Изменить стиль страницы
II

В бытность мою в Тифлисе я как-то отдал починить мою шинель портному, армянину Петро. В очень ненастный день, когда дождь лил как из ведра и грязь на улице стояла невылазная, встречаю похоронную процессию, в хвостике которой, понуря голову, плетется мой портной в моей шинели.

— Петро, — говорю, — никак, ты с ума сошел!

— Ну что такой, — ответил он, — разве не видишь, какой погод?

* * *

Не поручусь, чтобы тут была одна наивность и не было некоторой дозы юмора.
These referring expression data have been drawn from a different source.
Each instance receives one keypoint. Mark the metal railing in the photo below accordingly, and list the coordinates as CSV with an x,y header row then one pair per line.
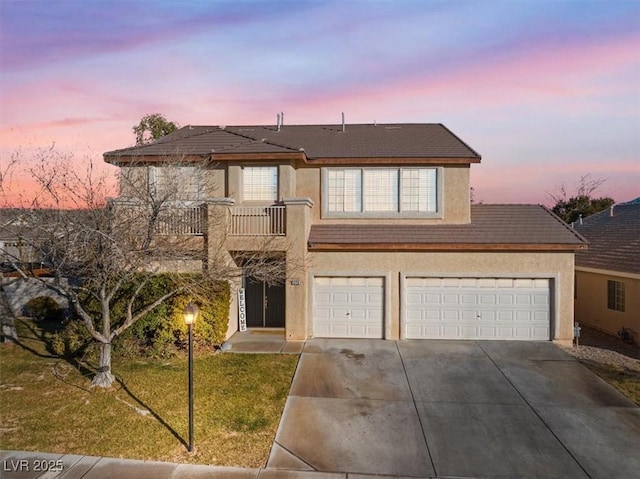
x,y
258,221
182,221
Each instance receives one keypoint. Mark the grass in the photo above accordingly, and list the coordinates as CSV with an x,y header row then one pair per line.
x,y
47,405
624,380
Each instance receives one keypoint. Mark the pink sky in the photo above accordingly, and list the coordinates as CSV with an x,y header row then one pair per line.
x,y
545,91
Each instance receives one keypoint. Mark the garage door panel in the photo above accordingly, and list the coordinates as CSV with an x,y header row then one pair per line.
x,y
348,307
477,308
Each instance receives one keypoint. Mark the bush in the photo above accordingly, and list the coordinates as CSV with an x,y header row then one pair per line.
x,y
161,332
44,308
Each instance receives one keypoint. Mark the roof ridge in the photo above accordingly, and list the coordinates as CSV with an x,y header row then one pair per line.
x,y
262,140
460,140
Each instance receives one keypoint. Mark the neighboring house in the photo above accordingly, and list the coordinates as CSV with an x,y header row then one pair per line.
x,y
16,237
380,218
608,274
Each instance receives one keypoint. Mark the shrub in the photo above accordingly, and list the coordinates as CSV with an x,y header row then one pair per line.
x,y
44,308
162,332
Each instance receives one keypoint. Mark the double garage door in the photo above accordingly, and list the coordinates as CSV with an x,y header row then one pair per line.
x,y
445,308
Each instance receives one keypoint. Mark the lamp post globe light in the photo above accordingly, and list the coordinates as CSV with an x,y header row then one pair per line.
x,y
190,314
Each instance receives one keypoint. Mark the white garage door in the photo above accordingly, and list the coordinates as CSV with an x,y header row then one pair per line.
x,y
348,307
477,308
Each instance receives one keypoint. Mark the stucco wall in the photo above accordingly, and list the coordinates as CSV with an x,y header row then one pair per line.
x,y
455,197
591,303
556,266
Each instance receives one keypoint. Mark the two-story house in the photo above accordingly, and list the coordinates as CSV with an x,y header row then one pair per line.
x,y
379,236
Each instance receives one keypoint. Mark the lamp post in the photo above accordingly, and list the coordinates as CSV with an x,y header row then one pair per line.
x,y
190,314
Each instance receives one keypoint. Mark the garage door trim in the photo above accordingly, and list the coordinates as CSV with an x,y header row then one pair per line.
x,y
553,296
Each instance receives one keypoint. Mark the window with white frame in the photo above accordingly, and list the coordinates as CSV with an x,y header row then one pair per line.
x,y
615,295
260,183
381,190
176,183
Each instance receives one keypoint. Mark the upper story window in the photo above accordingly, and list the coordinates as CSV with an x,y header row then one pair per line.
x,y
615,295
260,183
380,191
176,183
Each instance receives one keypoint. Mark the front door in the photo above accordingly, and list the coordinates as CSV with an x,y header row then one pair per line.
x,y
265,304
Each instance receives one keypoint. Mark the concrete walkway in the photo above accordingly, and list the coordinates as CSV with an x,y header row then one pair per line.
x,y
361,409
454,409
32,465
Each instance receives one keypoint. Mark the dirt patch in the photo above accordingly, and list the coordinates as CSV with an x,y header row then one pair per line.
x,y
614,360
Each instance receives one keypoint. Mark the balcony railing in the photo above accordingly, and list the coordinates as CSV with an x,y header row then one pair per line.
x,y
182,221
258,221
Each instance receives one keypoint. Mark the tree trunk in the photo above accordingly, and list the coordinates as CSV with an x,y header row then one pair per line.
x,y
8,332
104,378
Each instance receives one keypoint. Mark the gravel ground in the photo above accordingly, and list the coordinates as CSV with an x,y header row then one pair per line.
x,y
606,349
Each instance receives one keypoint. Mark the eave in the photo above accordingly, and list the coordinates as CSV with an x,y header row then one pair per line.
x,y
392,161
457,247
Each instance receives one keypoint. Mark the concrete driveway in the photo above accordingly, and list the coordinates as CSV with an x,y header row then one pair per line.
x,y
454,409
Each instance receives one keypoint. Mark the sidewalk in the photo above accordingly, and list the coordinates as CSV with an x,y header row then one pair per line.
x,y
32,465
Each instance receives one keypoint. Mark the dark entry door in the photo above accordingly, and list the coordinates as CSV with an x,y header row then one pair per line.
x,y
265,304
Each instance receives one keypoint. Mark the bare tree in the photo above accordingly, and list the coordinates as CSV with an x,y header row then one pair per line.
x,y
159,223
581,203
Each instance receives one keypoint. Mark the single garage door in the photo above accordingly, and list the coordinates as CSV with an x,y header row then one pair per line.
x,y
477,308
348,307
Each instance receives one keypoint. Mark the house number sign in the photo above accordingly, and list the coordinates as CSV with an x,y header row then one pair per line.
x,y
242,310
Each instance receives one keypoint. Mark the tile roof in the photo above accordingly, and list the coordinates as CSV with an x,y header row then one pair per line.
x,y
614,241
531,227
414,140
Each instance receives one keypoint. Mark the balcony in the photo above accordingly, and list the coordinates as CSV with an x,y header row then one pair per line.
x,y
257,221
182,221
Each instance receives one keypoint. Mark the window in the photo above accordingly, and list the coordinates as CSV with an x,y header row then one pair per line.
x,y
176,183
260,183
615,295
380,190
344,190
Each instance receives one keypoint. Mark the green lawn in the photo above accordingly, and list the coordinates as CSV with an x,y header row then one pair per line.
x,y
624,380
48,405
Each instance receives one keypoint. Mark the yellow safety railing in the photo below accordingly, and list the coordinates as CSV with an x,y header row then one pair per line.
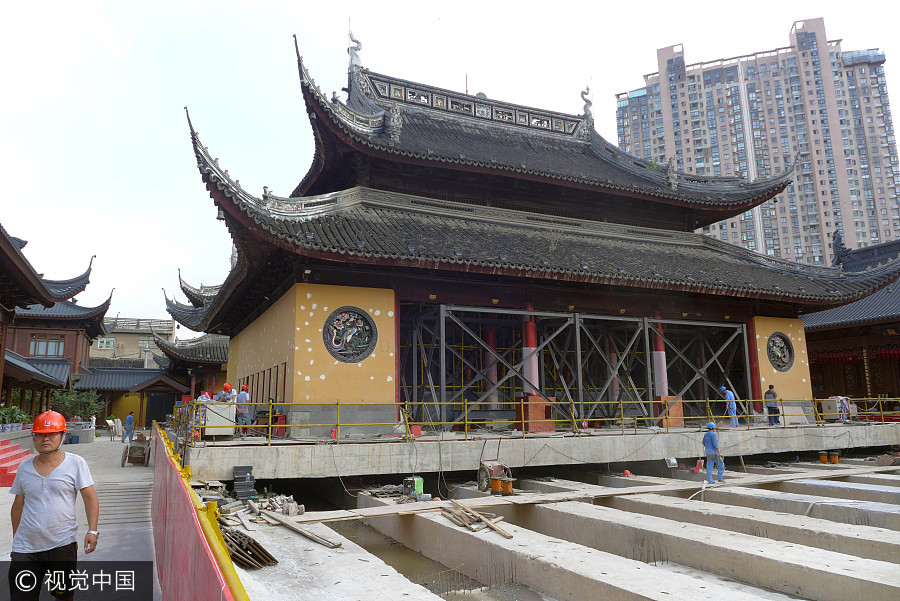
x,y
520,416
207,516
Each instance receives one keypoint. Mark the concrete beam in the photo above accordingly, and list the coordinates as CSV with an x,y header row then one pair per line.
x,y
561,569
793,569
880,479
860,541
842,490
428,454
878,515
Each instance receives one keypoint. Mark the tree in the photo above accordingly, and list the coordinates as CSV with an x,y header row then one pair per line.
x,y
71,402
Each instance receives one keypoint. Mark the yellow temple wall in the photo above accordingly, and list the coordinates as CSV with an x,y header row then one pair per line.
x,y
266,344
795,383
319,377
291,332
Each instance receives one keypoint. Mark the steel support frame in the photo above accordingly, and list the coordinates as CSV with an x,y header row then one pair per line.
x,y
589,378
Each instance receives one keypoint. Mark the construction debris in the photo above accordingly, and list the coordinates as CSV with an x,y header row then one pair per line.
x,y
246,551
243,482
473,520
300,530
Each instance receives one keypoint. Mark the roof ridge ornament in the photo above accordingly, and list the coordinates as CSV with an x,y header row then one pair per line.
x,y
588,125
394,122
353,51
672,173
587,103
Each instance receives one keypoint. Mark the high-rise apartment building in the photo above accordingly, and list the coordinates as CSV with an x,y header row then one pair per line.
x,y
753,116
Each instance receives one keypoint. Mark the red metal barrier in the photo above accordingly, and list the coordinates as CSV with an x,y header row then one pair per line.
x,y
184,562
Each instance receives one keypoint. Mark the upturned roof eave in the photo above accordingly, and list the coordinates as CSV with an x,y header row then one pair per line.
x,y
172,351
320,111
38,290
236,203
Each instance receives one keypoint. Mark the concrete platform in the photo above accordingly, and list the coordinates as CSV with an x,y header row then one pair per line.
x,y
878,515
792,569
453,452
880,479
556,567
875,493
860,541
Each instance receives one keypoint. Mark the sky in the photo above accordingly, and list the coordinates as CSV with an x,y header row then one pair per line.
x,y
95,153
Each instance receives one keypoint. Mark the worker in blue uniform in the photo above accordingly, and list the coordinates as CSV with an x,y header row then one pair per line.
x,y
713,455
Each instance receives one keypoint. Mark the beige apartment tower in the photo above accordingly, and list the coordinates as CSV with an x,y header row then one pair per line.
x,y
754,116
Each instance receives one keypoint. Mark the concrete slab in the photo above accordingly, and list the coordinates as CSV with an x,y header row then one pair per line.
x,y
842,490
880,479
860,541
429,454
547,564
878,515
792,569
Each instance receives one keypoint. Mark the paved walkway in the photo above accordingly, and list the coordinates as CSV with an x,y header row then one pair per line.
x,y
124,493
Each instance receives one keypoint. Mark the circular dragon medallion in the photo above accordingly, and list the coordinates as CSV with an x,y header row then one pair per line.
x,y
780,351
349,334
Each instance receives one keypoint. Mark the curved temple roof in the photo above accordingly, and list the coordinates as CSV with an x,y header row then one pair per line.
x,y
198,296
21,285
365,226
414,121
91,317
209,348
362,225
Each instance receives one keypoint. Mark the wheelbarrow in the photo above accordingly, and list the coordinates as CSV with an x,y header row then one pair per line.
x,y
138,451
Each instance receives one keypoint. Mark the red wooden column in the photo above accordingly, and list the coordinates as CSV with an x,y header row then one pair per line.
x,y
5,317
614,384
490,361
754,363
530,339
660,375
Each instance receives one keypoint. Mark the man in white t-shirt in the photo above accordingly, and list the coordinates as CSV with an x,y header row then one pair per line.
x,y
45,528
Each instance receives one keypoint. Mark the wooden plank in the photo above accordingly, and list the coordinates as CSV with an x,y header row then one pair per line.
x,y
326,516
482,525
303,531
489,523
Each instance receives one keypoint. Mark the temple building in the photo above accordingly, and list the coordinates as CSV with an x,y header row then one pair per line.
x,y
448,256
855,349
201,362
44,336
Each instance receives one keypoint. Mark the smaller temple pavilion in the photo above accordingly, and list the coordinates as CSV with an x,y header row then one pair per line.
x,y
855,349
35,360
200,361
451,257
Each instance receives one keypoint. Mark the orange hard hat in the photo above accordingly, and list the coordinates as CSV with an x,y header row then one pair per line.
x,y
49,422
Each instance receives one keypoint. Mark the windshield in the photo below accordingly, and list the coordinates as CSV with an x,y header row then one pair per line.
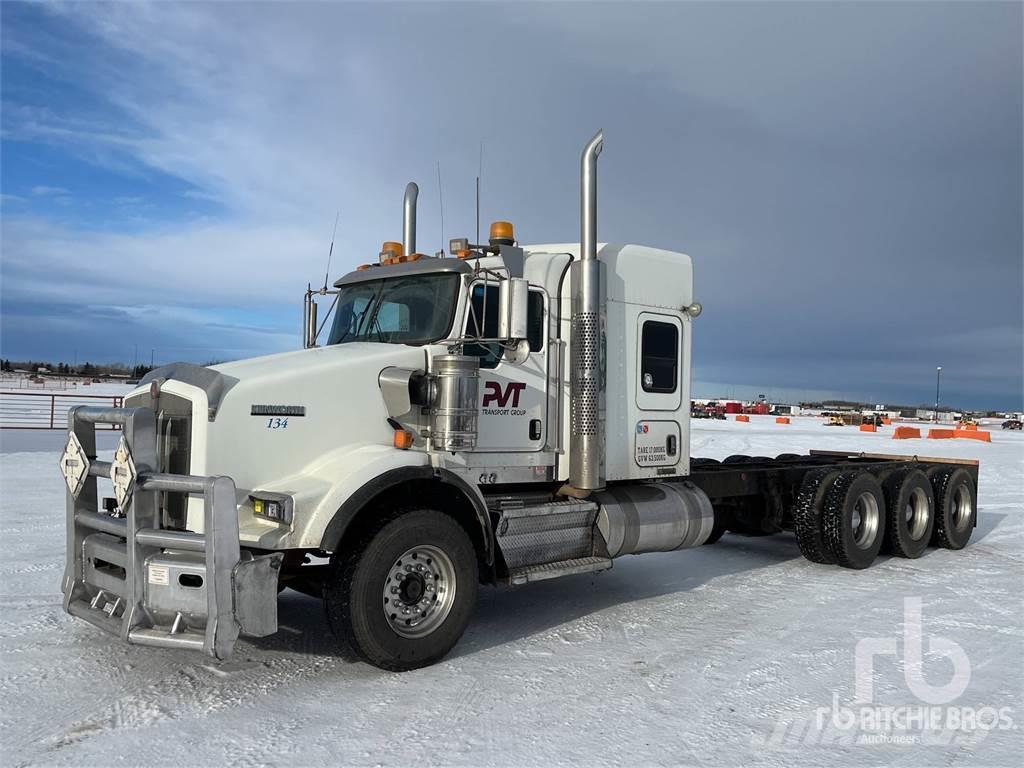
x,y
416,309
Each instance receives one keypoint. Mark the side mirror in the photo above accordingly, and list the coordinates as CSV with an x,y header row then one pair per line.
x,y
512,296
309,322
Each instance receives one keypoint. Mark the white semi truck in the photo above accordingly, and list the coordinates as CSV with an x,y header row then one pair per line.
x,y
506,415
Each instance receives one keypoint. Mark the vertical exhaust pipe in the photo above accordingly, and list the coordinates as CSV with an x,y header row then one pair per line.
x,y
586,416
409,218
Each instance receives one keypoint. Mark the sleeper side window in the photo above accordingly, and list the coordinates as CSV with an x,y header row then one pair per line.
x,y
535,321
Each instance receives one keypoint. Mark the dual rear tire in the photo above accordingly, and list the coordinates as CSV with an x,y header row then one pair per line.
x,y
848,517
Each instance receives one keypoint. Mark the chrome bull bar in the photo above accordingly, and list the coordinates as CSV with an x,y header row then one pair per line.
x,y
152,586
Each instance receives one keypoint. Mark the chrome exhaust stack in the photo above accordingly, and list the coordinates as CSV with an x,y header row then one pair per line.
x,y
587,406
409,218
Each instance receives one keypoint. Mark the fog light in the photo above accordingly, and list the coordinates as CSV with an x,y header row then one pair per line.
x,y
123,474
74,465
276,507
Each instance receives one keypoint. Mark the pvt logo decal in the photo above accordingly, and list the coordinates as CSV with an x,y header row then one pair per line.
x,y
506,398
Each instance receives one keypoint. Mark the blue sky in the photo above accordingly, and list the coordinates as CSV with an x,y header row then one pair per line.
x,y
847,177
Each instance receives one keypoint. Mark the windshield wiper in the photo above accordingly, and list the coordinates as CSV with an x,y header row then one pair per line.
x,y
354,328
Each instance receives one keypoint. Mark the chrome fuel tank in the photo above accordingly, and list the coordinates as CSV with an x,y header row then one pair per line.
x,y
653,517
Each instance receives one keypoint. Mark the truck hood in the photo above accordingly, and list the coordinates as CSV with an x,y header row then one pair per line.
x,y
298,365
278,416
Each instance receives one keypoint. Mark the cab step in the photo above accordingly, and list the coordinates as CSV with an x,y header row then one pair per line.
x,y
555,569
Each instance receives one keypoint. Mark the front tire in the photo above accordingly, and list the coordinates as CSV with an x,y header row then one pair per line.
x,y
401,598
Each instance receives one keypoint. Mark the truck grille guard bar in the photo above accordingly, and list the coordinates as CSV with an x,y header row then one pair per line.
x,y
147,585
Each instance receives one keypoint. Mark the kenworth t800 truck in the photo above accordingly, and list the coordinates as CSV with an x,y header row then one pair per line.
x,y
505,415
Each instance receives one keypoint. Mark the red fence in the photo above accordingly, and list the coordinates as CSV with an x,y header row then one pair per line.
x,y
48,410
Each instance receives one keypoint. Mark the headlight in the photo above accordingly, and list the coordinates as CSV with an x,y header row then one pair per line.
x,y
276,507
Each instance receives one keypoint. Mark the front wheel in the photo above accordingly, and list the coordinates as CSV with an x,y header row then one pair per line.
x,y
402,597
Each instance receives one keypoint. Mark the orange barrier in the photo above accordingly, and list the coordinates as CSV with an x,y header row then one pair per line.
x,y
975,434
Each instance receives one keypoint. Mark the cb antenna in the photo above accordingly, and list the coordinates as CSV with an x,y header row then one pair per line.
x,y
479,172
330,253
440,200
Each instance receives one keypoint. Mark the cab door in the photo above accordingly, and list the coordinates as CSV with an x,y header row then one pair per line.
x,y
657,432
513,393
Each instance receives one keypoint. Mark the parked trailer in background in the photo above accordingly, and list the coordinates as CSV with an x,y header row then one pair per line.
x,y
515,414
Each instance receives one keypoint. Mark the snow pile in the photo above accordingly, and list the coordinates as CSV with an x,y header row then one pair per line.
x,y
717,655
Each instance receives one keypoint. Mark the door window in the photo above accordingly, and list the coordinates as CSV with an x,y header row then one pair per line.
x,y
659,357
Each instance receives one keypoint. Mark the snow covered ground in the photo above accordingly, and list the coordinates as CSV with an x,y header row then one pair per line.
x,y
721,655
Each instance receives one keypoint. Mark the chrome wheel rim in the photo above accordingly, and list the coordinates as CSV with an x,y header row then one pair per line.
x,y
419,591
916,514
865,520
963,506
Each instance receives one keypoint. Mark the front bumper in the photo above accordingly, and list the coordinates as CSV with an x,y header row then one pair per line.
x,y
153,586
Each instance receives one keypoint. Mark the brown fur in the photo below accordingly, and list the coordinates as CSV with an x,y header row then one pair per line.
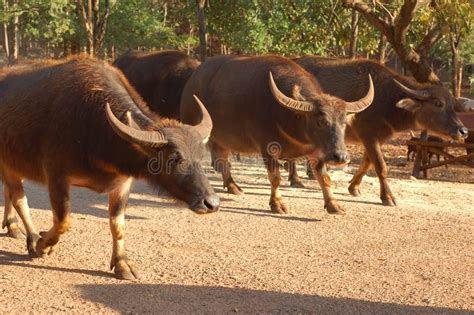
x,y
54,130
159,77
247,117
383,119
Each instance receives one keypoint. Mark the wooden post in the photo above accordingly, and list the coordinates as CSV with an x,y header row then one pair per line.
x,y
418,156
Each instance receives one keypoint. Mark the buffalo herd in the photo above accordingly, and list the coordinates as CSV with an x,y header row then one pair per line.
x,y
83,122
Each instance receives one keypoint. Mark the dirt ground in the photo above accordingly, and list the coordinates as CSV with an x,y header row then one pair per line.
x,y
415,258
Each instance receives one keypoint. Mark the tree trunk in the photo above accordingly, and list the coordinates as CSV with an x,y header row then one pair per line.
x,y
201,29
16,37
6,42
456,77
354,34
382,50
416,60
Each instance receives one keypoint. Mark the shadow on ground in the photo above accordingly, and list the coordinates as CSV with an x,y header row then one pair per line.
x,y
165,298
24,261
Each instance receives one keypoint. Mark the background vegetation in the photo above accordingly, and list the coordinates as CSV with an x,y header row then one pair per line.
x,y
417,35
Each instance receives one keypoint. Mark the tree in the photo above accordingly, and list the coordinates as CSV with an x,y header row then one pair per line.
x,y
200,4
395,28
354,33
459,18
94,22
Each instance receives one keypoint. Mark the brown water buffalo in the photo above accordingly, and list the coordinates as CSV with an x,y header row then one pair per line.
x,y
159,77
272,106
400,104
78,122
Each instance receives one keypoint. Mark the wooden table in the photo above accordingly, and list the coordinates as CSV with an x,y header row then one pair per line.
x,y
424,148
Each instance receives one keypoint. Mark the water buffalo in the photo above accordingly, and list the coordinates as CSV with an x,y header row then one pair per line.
x,y
400,104
78,122
159,77
272,106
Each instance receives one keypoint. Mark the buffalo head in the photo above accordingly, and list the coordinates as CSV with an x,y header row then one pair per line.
x,y
322,118
174,153
433,108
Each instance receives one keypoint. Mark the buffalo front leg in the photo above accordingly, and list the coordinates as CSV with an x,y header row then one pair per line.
x,y
10,220
273,170
320,172
58,188
376,156
293,177
17,197
354,187
220,160
118,200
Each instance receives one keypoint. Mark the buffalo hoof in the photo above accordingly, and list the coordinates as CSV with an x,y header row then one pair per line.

Армяне — одна из самых остроумных наций в мире.

На армянском базаре в Тифлисе, когда покупателей мало и есть досуг торговцам, шутки и остроты не умолкают.

Вот идет по базару рябой.

— Князь, князь[135]! — кричит ему армянин.

— Что тебе? — оборачивается тот.

— Должно быть, у вас дождик-то сильный был и с градом.

— Да, сильный, и град был, а ты почем знаешь?

— А по лицу твоему вижу.

* * *

Идет щеголь-грузин, лихо заломивши шапку набекрень, и, по обыкновению тифлисских франтов, одна штанина выпущена, другая заткнута в сапог.

— Хочешь, сниму сапог у этого князя? — спрашивает сосед соседа.

— Полно, что ты, он тебя так попотчует, что отскочишь!

— Уж не твое дело, давай биться.

— Изволь.

Побились об заклад.

Шутник догоняет молодца и с ужимками и раболепием жида, лебезящего перед ясновельможным паном, говорит ему: «Возможно ли это, князь? не смею верить!» — «Что такое?» — «Сосед мой говорит, что знает вас, что у вас 7 пальцев на левой ноге?» — «Что за вздор!» «Мы даже об заклад побились, выручите меня, не дайте проиграть…» В конце концов великодушный грузин снимает сапог…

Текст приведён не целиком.